Many continued hoping that the epidemic would soon die out and they and their families be spared. Thus they felt under no obligation to make any change in their habits as yet. Plague was for them an unwelcome visitant, bound to take its leave one day as unexpectedly as it had come. Alarmed, but far from desperate, they hadn’t yet reached the phase when plague would seem to them the very tissue of their existence; when they forgot the lives that until now it had been given them to lead. In short, they were waiting for the turn of events.

That’s the paragraph that feels particularly relevant to me, but it’s well worth reading the whole passage it comes from:

Cover of the first edition of The Plague.

Toward the end of the month the ecclesiastical authorities in our town resolved to do battle against the plague with the weapons appropriate to them, and organized a Week of Prayer. These manifestations of public piety were to be concluded on Sunday by a High Mass celebrated under the auspices of St. Roch, the plague-stricken saint, and Father Paneloux was asked to preach the sermon. For a fortnight he desisted from the research work on St. Augustine and the African Church that had won for him a high place in his Order.

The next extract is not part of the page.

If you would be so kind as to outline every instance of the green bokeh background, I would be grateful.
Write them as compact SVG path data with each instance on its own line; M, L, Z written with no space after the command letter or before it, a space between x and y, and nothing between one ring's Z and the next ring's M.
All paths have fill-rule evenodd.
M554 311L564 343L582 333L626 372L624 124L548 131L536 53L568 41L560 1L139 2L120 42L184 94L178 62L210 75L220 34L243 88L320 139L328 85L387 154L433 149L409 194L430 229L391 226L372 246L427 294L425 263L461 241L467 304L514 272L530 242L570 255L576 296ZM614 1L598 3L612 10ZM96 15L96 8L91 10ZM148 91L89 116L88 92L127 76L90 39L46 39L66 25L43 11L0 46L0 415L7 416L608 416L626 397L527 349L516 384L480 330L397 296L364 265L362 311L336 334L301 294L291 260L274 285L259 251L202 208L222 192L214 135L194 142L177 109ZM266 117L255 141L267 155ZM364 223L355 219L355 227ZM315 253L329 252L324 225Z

A man of a passionate, fiery temperament, he flung himself wholeheartedly into the task assigned him. The sermon was a topic of conversation long before it was delivered and, in its way, it marks an important date in the history of the period.

There were large attendances at the services of the Week of Prayer. It must not, however, be assumed that in normal times the townsfolk of Oran are particularly devout. On Sunday mornings, for instance, sea-bathing competed seriously with churchgoing. Nor must it be thought that they had seen a great light and had a sudden change of heart. But, for one thing, now that the town was closed and harbor out of bounds, there was no question of bathing; moreover, they were in a quite exceptional frame of mind and, though in their heart of hearts they were far from recognizing the enormity of what had come on them, they couldn’t help feeling, for obvious reasons, that decidedly something had changed.

Nevertheless, many continued hoping that the epidemic would soon die out and they and their families be spared. Thus they felt under no obligation to make any change in their habits as yet. Plague was for them an unwelcome visitant, bound to take its leave one day as unexpectedly as it had come. Alarmed, but far from desperate, they hadn’t yet reached the phase when plague would seem to them the very tissue of their existence; when they forgot the lives that until now it had been given them to lead. In short, they were waiting for the turn of events.

With regard to religion, as to many other problems, plague had induced in them a curious frame of mind, as remote from indifference as from fervor; the best name to give it, perhaps, might be “objectivity.” Most of those who part in the Week of Prayer would have echoed a remark made by one of the churchgoers in Dr. Rieux’s hearing: “Anyhow, it can’t do any harm.”